Ну, что ему эта земля? За последний год бывал тут, может, пару раз, да и то — мячик попинать. Потом посидеть, поваляться. Ничейный кусок. Просто поле на берегу, покрытое сорной травой, никем ни разу не ухоженное за все время своего существования. Но это было их поле. Поле их детства. Глебка просто любил свой берег, просто радовался травинкам, тут произраставшим, зонтикам и щавелю, прибрежным лопухам со светлой изнанкой, кустикам овсяницы и всем тутошним своим землякам и любимцам — мелким кузнечикам, простодушным бабочкам двух главных пород — капустницам и шоколадницам, майским жукам с зелеными тяжелыми крыльями, залетавшим по весне в эти, в общем-то, не родные им места. Здесь нужно было тихо ходить, тихо лежать, тихо думать, наслаждаясь чем-то неведомым, неопределенным, чему имени нет, но что так прекрасно!

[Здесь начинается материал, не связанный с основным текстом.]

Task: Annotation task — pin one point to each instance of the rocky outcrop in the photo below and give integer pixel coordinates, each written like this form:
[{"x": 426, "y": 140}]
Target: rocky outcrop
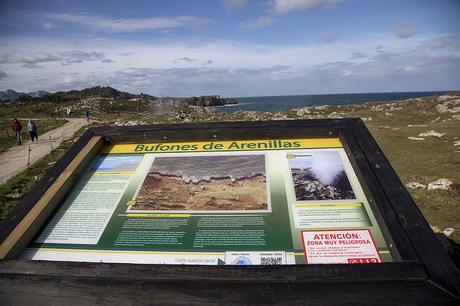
[
  {"x": 431, "y": 134},
  {"x": 308, "y": 188},
  {"x": 210, "y": 101}
]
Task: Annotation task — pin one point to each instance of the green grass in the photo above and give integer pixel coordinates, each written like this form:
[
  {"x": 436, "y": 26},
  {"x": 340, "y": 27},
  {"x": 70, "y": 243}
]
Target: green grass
[
  {"x": 421, "y": 161},
  {"x": 8, "y": 139},
  {"x": 17, "y": 186}
]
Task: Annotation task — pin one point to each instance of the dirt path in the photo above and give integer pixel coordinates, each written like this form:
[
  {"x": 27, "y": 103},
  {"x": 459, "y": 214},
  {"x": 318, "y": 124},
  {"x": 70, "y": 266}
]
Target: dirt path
[{"x": 14, "y": 160}]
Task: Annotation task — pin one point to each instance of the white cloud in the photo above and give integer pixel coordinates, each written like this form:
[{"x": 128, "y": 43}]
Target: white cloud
[
  {"x": 233, "y": 5},
  {"x": 32, "y": 59},
  {"x": 259, "y": 23},
  {"x": 123, "y": 25},
  {"x": 285, "y": 6},
  {"x": 48, "y": 25},
  {"x": 237, "y": 68},
  {"x": 404, "y": 30},
  {"x": 280, "y": 7}
]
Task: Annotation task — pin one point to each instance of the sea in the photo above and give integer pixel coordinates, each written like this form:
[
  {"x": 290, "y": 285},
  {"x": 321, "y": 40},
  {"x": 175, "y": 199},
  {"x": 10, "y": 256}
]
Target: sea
[{"x": 283, "y": 103}]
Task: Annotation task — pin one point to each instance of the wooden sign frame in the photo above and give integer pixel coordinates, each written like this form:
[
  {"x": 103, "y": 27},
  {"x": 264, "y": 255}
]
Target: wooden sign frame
[{"x": 422, "y": 271}]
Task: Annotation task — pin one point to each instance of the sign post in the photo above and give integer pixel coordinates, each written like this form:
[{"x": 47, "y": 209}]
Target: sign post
[{"x": 313, "y": 202}]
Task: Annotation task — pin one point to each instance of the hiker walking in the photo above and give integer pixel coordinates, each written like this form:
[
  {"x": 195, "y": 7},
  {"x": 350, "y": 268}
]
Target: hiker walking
[
  {"x": 32, "y": 129},
  {"x": 86, "y": 113},
  {"x": 16, "y": 128},
  {"x": 69, "y": 112}
]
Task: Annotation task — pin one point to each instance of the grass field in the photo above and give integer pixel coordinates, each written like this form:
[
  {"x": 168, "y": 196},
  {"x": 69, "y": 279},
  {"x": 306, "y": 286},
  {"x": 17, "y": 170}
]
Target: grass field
[{"x": 390, "y": 123}]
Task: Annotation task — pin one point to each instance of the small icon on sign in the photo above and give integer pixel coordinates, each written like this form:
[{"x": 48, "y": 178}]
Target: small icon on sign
[{"x": 242, "y": 260}]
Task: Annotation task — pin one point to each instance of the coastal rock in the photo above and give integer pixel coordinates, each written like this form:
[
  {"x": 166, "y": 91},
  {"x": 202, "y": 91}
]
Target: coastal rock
[
  {"x": 431, "y": 134},
  {"x": 303, "y": 111},
  {"x": 415, "y": 185},
  {"x": 441, "y": 184},
  {"x": 376, "y": 108},
  {"x": 448, "y": 231},
  {"x": 445, "y": 97},
  {"x": 452, "y": 106}
]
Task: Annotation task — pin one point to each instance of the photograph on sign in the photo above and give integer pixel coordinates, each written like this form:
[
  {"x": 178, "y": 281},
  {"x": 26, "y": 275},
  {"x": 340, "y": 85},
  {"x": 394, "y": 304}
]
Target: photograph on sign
[
  {"x": 319, "y": 176},
  {"x": 207, "y": 183}
]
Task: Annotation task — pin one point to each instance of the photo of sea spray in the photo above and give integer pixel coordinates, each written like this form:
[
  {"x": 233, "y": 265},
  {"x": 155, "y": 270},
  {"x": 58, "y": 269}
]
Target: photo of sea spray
[
  {"x": 204, "y": 183},
  {"x": 320, "y": 176}
]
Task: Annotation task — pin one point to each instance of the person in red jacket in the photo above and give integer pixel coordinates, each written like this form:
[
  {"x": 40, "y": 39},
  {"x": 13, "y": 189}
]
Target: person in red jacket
[{"x": 16, "y": 127}]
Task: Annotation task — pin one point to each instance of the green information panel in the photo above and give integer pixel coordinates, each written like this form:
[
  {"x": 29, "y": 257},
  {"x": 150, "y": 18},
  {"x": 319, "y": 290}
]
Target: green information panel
[{"x": 260, "y": 202}]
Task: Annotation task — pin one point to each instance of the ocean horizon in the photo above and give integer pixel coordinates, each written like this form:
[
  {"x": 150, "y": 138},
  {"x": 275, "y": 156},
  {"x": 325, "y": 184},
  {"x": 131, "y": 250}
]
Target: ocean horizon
[{"x": 284, "y": 103}]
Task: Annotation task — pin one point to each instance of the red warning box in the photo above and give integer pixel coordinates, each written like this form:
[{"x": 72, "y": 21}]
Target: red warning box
[{"x": 354, "y": 246}]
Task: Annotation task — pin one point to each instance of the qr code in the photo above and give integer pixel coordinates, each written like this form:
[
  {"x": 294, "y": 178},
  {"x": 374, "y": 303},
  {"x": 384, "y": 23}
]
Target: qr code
[{"x": 271, "y": 260}]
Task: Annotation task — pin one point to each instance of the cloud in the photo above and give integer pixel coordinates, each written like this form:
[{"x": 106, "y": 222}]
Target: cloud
[
  {"x": 448, "y": 41},
  {"x": 280, "y": 7},
  {"x": 32, "y": 59},
  {"x": 208, "y": 62},
  {"x": 233, "y": 5},
  {"x": 48, "y": 25},
  {"x": 76, "y": 56},
  {"x": 28, "y": 59},
  {"x": 404, "y": 30},
  {"x": 184, "y": 59},
  {"x": 357, "y": 55},
  {"x": 259, "y": 23},
  {"x": 237, "y": 68},
  {"x": 285, "y": 6},
  {"x": 124, "y": 25},
  {"x": 328, "y": 39}
]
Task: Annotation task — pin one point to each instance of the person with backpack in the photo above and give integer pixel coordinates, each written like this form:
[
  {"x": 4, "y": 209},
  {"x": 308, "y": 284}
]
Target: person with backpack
[
  {"x": 32, "y": 129},
  {"x": 16, "y": 128}
]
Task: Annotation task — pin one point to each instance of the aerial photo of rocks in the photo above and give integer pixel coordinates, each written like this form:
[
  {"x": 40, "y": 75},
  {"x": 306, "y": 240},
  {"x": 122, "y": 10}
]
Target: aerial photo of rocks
[
  {"x": 208, "y": 183},
  {"x": 320, "y": 176}
]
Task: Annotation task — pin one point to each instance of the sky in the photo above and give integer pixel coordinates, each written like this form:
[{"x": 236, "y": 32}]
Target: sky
[{"x": 233, "y": 48}]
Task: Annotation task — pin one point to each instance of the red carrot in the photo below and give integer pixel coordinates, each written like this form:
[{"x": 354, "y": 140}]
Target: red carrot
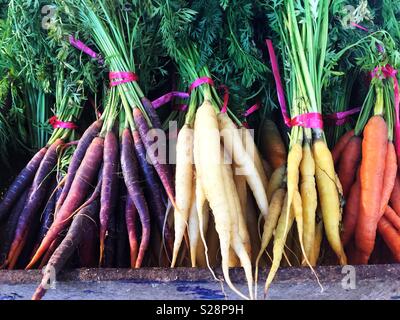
[
  {"x": 154, "y": 191},
  {"x": 130, "y": 170},
  {"x": 81, "y": 223},
  {"x": 374, "y": 149},
  {"x": 21, "y": 182},
  {"x": 33, "y": 203},
  {"x": 391, "y": 236},
  {"x": 131, "y": 221},
  {"x": 337, "y": 150},
  {"x": 162, "y": 168},
  {"x": 351, "y": 211},
  {"x": 109, "y": 187},
  {"x": 9, "y": 230},
  {"x": 348, "y": 164},
  {"x": 79, "y": 189},
  {"x": 79, "y": 153}
]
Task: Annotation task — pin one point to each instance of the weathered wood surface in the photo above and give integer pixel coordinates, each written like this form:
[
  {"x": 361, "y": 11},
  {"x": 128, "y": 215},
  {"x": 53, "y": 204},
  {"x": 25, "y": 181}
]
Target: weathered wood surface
[{"x": 362, "y": 282}]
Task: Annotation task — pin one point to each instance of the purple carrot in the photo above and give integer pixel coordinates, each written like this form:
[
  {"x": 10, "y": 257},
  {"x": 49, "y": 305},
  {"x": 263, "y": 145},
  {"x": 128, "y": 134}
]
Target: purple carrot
[
  {"x": 84, "y": 142},
  {"x": 122, "y": 254},
  {"x": 92, "y": 198},
  {"x": 110, "y": 185},
  {"x": 151, "y": 112},
  {"x": 88, "y": 248},
  {"x": 33, "y": 203},
  {"x": 154, "y": 191},
  {"x": 131, "y": 224},
  {"x": 20, "y": 183},
  {"x": 80, "y": 187},
  {"x": 163, "y": 170},
  {"x": 48, "y": 215},
  {"x": 110, "y": 244},
  {"x": 130, "y": 170},
  {"x": 82, "y": 222},
  {"x": 11, "y": 225}
]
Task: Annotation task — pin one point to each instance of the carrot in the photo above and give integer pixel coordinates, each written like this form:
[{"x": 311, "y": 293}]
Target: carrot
[
  {"x": 163, "y": 170},
  {"x": 277, "y": 207},
  {"x": 131, "y": 220},
  {"x": 153, "y": 191},
  {"x": 151, "y": 112},
  {"x": 130, "y": 170},
  {"x": 391, "y": 236},
  {"x": 348, "y": 164},
  {"x": 193, "y": 228},
  {"x": 48, "y": 215},
  {"x": 183, "y": 186},
  {"x": 241, "y": 187},
  {"x": 319, "y": 228},
  {"x": 351, "y": 211},
  {"x": 84, "y": 142},
  {"x": 239, "y": 234},
  {"x": 110, "y": 244},
  {"x": 282, "y": 229},
  {"x": 20, "y": 183},
  {"x": 82, "y": 222},
  {"x": 88, "y": 247},
  {"x": 10, "y": 226},
  {"x": 207, "y": 140},
  {"x": 79, "y": 189},
  {"x": 123, "y": 255},
  {"x": 395, "y": 196},
  {"x": 54, "y": 245},
  {"x": 293, "y": 164},
  {"x": 329, "y": 197},
  {"x": 392, "y": 217},
  {"x": 374, "y": 149},
  {"x": 389, "y": 177},
  {"x": 251, "y": 148},
  {"x": 109, "y": 186},
  {"x": 272, "y": 147},
  {"x": 340, "y": 145},
  {"x": 202, "y": 210},
  {"x": 33, "y": 203},
  {"x": 256, "y": 179},
  {"x": 308, "y": 198},
  {"x": 276, "y": 180}
]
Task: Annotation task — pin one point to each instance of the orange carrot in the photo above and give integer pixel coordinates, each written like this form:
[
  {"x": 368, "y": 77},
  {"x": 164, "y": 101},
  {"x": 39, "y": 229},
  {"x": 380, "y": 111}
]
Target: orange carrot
[
  {"x": 392, "y": 217},
  {"x": 389, "y": 177},
  {"x": 391, "y": 236},
  {"x": 374, "y": 148},
  {"x": 348, "y": 164},
  {"x": 395, "y": 196},
  {"x": 351, "y": 211},
  {"x": 338, "y": 148}
]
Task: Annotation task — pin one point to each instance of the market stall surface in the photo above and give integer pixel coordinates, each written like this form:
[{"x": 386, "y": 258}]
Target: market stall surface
[{"x": 360, "y": 282}]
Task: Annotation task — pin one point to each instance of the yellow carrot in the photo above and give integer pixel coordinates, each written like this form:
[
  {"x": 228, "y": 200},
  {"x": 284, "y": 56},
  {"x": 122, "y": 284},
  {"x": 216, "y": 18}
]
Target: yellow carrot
[
  {"x": 207, "y": 140},
  {"x": 276, "y": 180},
  {"x": 233, "y": 144},
  {"x": 183, "y": 186},
  {"x": 329, "y": 197},
  {"x": 308, "y": 198}
]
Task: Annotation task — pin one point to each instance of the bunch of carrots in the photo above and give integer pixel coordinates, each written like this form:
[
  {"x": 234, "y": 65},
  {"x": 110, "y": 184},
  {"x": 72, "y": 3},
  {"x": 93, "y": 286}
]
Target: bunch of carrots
[
  {"x": 367, "y": 162},
  {"x": 109, "y": 197}
]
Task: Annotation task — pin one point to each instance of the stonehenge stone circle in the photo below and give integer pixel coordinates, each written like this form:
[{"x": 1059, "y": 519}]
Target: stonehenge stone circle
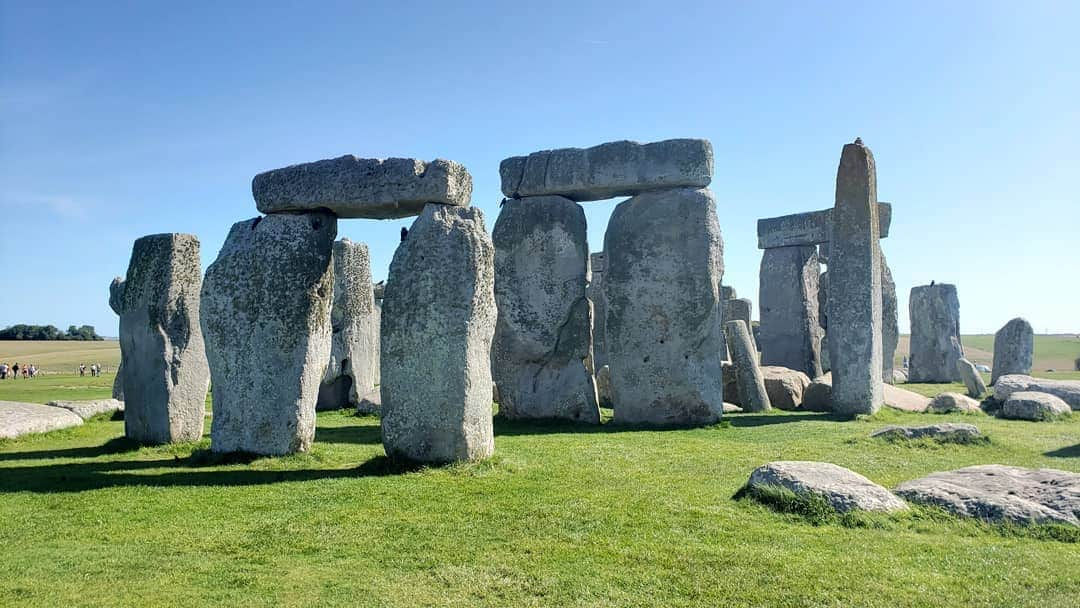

И вот теперь все снесено, срыто, раздавлено. Глебка наклонился, подняв свиток из сухой травы — простенькое птичье гнездышко, а из него выпал
мертвый птенчик. Он не был раздавлен, просто мертвый, неживой, а над Глебкиной головой, теперь во всем его считая виноватым, кружилась и плакала матушка-птаха.
С километр, наверное, длиной было это вспаханное и изуродованное мотоциклами поле и метров пятьдесят шириной. Дальше — вверх и вниз по течению — земля стояла прежней, нетронутой, тихой и шумной сразу — там пели птицы, скакали кузнечики, шуршали полёвки. Притихшее было окружение продолжало существовать как ни в чем не бывало, да и эту землю — Глебка знал истину — через неделю затянет травой, и все, что ей принадлежит, ей же и вернётся. Может быть, кроме этого крохотного птенчика, которого не раздавили, нет, который, наверное, просто от ужаса умер, называемого людьми контузией, шоком, стрессом.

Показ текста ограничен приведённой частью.